Does the name Regina Benjamin ring any bells? She’s the nation’s top doc who flys under the radar in the way that previous U.S. surgeon generals have not. (C. Everett Koop and Joycelyn Elders come immediately to mind).
I had the opportunity to see the good doctor in action today at a photo op at the Edible Schoolyard in Berkeley, where she was greeted by Alice Waters, a gaggle of excited kids, and the garden’s resident chickens.
What impressed me about Vice Admiral Benjamin was how much she wanted to interact with the kids, taking time to talk with them in the garden’s hay bale ramada and in the kitchen, where she was interviewed by two junior journalists for the student newspaper.
As the country’s chief health educator, Dr. Benjamin has made preventing obesity, an epidemic in America, a cornerstone of her vision for a healthier nation. She brings to the job professional and personal experience. She founded a health clinic in Bayou La Batre, a rural Alabama shrimping community, ministering to the health needs of the poor. Talk about a commitment to community service and public health: Her clinic was wiped out by Hurricane Georges in 1998 and Katrina in 2005. Undeterred, the center was rebuilt in short order.
The day before the newly rebuilt clinic was about to open in 2006, it was burned down in a fire. Dr. Benjamin rebuilt again, each time mortgaging her home and picking up shifts in emergency rooms and nursing homes to earn extra money to keep the clinic running, according to a recent Los Angeles Times profile.
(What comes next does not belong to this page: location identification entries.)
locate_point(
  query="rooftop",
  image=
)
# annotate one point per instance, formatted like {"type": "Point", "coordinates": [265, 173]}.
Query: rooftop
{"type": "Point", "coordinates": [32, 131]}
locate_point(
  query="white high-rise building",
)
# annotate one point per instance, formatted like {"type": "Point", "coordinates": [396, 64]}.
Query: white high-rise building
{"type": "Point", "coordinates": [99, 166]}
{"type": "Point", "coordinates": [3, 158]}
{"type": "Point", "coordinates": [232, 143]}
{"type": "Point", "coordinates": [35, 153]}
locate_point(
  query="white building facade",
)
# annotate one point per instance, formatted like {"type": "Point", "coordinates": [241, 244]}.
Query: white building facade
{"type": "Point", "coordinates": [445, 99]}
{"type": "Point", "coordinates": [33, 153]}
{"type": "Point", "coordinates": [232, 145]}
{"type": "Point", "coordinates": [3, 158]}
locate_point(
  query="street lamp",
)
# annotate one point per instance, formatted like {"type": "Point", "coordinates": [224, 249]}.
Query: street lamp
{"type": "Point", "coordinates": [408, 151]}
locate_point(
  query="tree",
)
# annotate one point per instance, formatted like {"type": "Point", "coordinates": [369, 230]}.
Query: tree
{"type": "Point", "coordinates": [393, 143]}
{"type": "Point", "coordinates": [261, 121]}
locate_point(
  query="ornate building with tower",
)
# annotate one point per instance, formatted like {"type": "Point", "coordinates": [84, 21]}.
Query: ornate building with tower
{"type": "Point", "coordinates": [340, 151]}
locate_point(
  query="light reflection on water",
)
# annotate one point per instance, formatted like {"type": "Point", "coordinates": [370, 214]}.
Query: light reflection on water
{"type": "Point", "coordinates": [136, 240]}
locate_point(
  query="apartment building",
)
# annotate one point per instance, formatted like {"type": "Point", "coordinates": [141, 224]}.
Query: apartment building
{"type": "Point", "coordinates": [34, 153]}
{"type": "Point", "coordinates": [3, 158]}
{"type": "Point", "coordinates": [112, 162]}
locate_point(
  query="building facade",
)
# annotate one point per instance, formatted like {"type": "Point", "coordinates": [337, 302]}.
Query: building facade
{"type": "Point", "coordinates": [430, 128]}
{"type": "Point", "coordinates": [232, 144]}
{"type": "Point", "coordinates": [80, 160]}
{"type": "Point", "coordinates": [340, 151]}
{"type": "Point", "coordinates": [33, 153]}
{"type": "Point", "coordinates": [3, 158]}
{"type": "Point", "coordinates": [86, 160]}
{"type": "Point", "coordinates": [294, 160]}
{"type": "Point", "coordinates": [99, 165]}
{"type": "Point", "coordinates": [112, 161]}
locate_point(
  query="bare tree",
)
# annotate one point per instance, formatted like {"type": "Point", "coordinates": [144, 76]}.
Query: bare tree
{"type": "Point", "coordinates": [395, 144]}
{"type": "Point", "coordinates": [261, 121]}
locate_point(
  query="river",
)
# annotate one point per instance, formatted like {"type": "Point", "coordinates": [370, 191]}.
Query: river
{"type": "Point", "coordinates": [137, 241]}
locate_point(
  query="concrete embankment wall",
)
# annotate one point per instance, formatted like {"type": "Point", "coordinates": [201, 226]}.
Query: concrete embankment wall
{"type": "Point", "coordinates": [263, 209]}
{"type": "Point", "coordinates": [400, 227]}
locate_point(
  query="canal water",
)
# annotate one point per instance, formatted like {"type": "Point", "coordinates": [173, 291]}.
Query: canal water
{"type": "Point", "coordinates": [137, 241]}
She lost her only sibling to AIDS. Her mother died of lung cancer and her father from complications from diabetes and high blood pressure. All preventable diseases, notes the MacArthur award winner. She garnered some criticism during the nomination process for her current job because of her weight. She told the New York Times Magazine: “My thought is that people should be healthy and be fit at whatever size they are.”
Dr. Benjamin spoke at UC Berkeley before being shepherded to the Edible Schoolyard by Dr. Pamela Peeke, the chief medical correspondent for Discovery Health TV. She was welcomed by the mayor, school officials, and food advocate Joy Moore who quipped, “They invited me so you’d feel comfortable,” a reference to the fact that she was the only other brown-skinned adult in the assembled crowd.
The M.D. told King Middle School 8th graders Emily Wert and Maya Wong that she was excited to come to Edible to see the school’s acclaimed cooking and gardening program in action because creating healthy school environments is a key point outlined in her plan for a healthy nation.
That’s the kind of doctor’s orders on which we can all agree.